ERD Commander is a dream come true for NT administrators who long for the days of booting DOS disks to recover wayward DOS and Windows 95 installations. This command-line-based utility boots from a 3.5" disk and can read and write to NTFS volumes. Screen 4 shows ERD Commander's interface. The Professional Edition of this utility includes several enhanced features, such as support for fault-tolerant disk sets (i.e., disk sets using NT's ftdisk.sys driver), the ability to run Chkdsk, password recovery, support for FAT32 volumes, support for the Expand utility, and command-line options that let you selectively control or disable the startup state of services and drivers.
Remote Recover is the newest Winternals recovery-utility product. This utility provides a custom boot disk that includes Network driver interface specification (NDIS 2) driver support to let you remotely access an unstartable system's NTFS volumes over the network. This support lets Remote Recover remotely access the system and perform recovery functions similar to NTRecover and ERD Commander.
Don't Rule Out Hardware
Making assumptions about server disaster recovery is dangerous. For example, when you're dealing with a blue-screened NT installation, assuming that the problem is software-related is easy. However, defective hardware or hardware-related events (e.g., a failing hard disk or disk controller, bad main memory or cache RAM, overly aggressive BIOS performance settings) might be the culprit. By displaying STOP codes that don't indicate hardware as the problem's source, hardware-related blue screens sometimes masquerade as software-related failures.

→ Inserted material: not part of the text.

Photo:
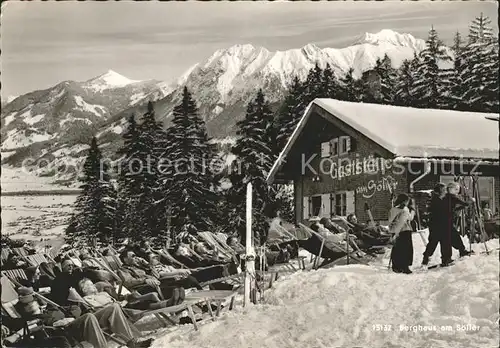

Hardware-related problems are especially suspect if you have recently changed hardware or a power-related event has occurred (e.g., a full outage or series of voltage sags or spikes). For example, suppose you installed a new fax board in your server last week, and the fax board worked fine during your testing. However, a week later, the server blue screens and the STOP error message doesn't point you to a particular service, driver, or hardware component. The malefactor might be a hardware-related problem with the fax board or the interaction with its driver that occurs only under a heavy traffic load. In a situation like this one, assuming that NT has become damaged is easy. However, if you're fighting a hardware battle with software weapons (e.g., restoring the Registry, reinstalling NT), you might end up chasing your tail for a long time.
Be Proactive
In part 1 and in this article, I've shown you advanced techniques and utilities that you can employ in emergency situations in which an NT system refuses to boot. More important, I've discussed proactive measures that you can take now to increase your chances of performing a successful system recovery as well as reduce the amount of time that a recovery operation will take. Microsoft's documentation covers traditional recovery techniques, such as using NT Setup Repair and restoring the Last Known Good configuration, but these measures often prove insufficient. If you perform proactive disaster preparation measures, you might never have to use Microsoft's recovery techniques.